In this state, it is settled, that the act of God or of the law will excuse the non-performance. As to contracts in general, see Wolfe v. Howes (20 N. Y. 197), in this court, affirming „ the decision of the supreme court (24 Barb. 174), and citing cases, text-writers and reports from other states establishing the doctrine. The case of a replevin-bond, Carpenter v. Stevens (12 Wend. 589). And as to recognisances in particular, see People v. Manning (19 Wend. 297); People v. Bartlett (3 Hill 570); People v. Cook (30 Barb. 110). The inability of the principal to appear by reason of sickness is, within these cases, the act of God, which excuses, and is a sufficient defence.
^6 Byron T. Tubbs, the principal in the recognisance, was examined as a witness, and testified to his illness; that he was hurt on Friday; that on the Monday when the court commenced, he had not gotten up; that he was confined to his bed, nine days. The question was then put to him: “Was you able to go to court, during court week ?” T.o this question the plaintiffs’ counsel objected, and excepted to its allowance. The witness answered: “ No, sir; I was not able, during court week, to go to Morrisville, and could not have gone.” '
It is argued, that this was objectionable, because the witness was not an expert, and that it was permitting the witness to determine a question of fact, which it was within the province of the referee to determine. Witnesses are often permitted to testify in the very terms in which a referee, or the court or the jury, are to determine an issue; e. g., on an issue touching the making of a note or the signing of any instrument, if the alleged signer be a competent witness, he may testify, in terms, that he did not sign it, or that the signature is not in his handwriting. Or, in an action for an assault and battery, the defendant, when a competent witness, may be asked, and he may testify, that he did not strike the plaintiff, and the like is true in examples that might be multiplied almost indefinitely. The objection, therefore, that this was the very matter which the referee was to decide, amounts to nothing. He was to decide upon all the evidence bearing on the question, and the witness, in all such cases, may be contradicted, and his testimony be, perhaps, wholly discredited.
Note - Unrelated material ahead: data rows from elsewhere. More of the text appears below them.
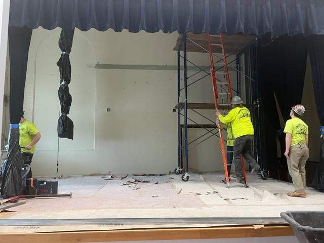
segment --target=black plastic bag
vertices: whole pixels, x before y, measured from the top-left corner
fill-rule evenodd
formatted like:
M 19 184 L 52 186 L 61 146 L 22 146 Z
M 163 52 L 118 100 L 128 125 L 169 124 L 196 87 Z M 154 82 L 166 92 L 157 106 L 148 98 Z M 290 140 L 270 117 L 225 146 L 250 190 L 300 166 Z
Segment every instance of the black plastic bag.
M 60 70 L 60 88 L 58 91 L 61 104 L 61 116 L 57 123 L 57 134 L 60 138 L 73 139 L 73 124 L 67 116 L 70 112 L 72 96 L 69 92 L 68 84 L 71 82 L 71 63 L 69 54 L 74 30 L 62 29 L 59 40 L 59 46 L 62 51 L 60 59 L 56 63 Z
M 57 123 L 57 134 L 59 138 L 73 139 L 73 122 L 68 116 L 61 115 Z
M 5 198 L 19 195 L 22 189 L 21 167 L 23 161 L 19 146 L 19 128 L 11 128 L 8 159 L 4 172 L 1 194 Z

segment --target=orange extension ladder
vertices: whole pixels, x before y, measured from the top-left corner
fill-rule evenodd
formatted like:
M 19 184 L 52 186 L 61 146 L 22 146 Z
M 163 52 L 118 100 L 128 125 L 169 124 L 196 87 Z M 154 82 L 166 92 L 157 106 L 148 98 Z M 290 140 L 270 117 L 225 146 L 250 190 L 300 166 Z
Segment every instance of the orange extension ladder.
M 209 55 L 210 57 L 210 61 L 211 61 L 211 80 L 212 81 L 212 87 L 213 88 L 213 94 L 214 95 L 214 101 L 215 103 L 215 108 L 216 111 L 218 111 L 218 106 L 219 104 L 217 101 L 217 98 L 218 98 L 219 95 L 226 95 L 228 96 L 227 99 L 226 100 L 228 101 L 228 104 L 227 104 L 229 105 L 230 105 L 230 102 L 232 101 L 232 99 L 233 98 L 233 95 L 232 94 L 232 88 L 231 87 L 231 83 L 229 79 L 229 73 L 228 73 L 228 68 L 227 67 L 227 61 L 226 60 L 226 56 L 225 55 L 225 48 L 224 47 L 224 41 L 223 39 L 223 34 L 221 33 L 219 35 L 211 35 L 210 34 L 209 32 L 207 33 L 207 39 L 208 41 L 208 49 L 209 52 Z M 211 42 L 211 36 L 215 36 L 220 38 L 220 44 L 212 44 Z M 223 72 L 218 72 L 215 70 L 215 63 L 214 62 L 214 54 L 213 53 L 213 51 L 212 49 L 212 47 L 213 46 L 219 46 L 221 47 L 222 49 L 222 54 L 223 56 L 222 61 L 223 62 L 223 67 L 224 68 L 224 71 Z M 220 59 L 221 59 L 220 58 Z M 220 81 L 218 78 L 216 78 L 216 75 L 220 74 L 223 75 L 225 77 L 225 82 L 222 82 Z M 226 93 L 218 93 L 217 85 L 222 86 L 223 87 L 227 87 L 227 92 Z M 221 89 L 221 90 L 222 89 Z M 228 172 L 227 171 L 227 165 L 229 165 L 227 164 L 227 161 L 226 159 L 226 151 L 225 149 L 225 147 L 224 146 L 224 139 L 223 139 L 223 135 L 222 134 L 222 128 L 221 127 L 221 124 L 219 123 L 218 124 L 218 131 L 219 132 L 219 140 L 221 146 L 221 150 L 222 151 L 222 158 L 223 160 L 223 164 L 224 165 L 224 170 L 225 171 L 225 183 L 226 184 L 226 187 L 228 188 L 230 188 L 229 184 L 229 177 L 228 176 Z M 248 187 L 249 185 L 248 184 L 248 180 L 247 177 L 246 173 L 245 171 L 245 168 L 244 167 L 244 163 L 243 161 L 243 158 L 242 156 L 241 156 L 241 168 L 242 170 L 242 173 L 243 175 L 243 177 L 244 178 L 244 180 L 245 182 L 245 186 L 246 187 Z

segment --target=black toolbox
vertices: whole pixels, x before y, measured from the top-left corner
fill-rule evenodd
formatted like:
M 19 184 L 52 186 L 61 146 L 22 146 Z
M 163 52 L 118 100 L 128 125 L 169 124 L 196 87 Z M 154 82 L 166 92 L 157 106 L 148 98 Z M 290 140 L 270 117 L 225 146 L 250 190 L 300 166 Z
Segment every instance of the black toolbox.
M 57 181 L 46 181 L 37 179 L 27 179 L 26 181 L 26 195 L 57 194 Z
Was the evidence objectionable as calling for the opinion of an expert? No such suggestion was made on the trial, and if it had been suggested, it is possible, that the defendants might have obviated the objection, by proof, that the witness had every qualification of medical skill and experience which constituted the most thorough expert. But I apprehend that the question did not call for an opinion. It was addressed to the conscious knowledge of the witness of the extent of his prostration. It added very little to what *he had previously stated, viz., that he was confined to his bed; but, whether more or less, it is clearly competent for the witness to describe his actual condition. If he could not sit up, he knew it, presumptively, better than any one else, not as. an opinion, but as matter of fact, of which he was conscious, either from sensation or experience. So, if he could not raise his arm, or could not walk, or could not go to court. I think, the objection was properly overruled.
If these views are correct, the judgment must be affirmed, whatever our views may be of the sufficiency of the recognisance.
Judgment affirmed.
United States v. Van Fossen, 1 Dill. 406.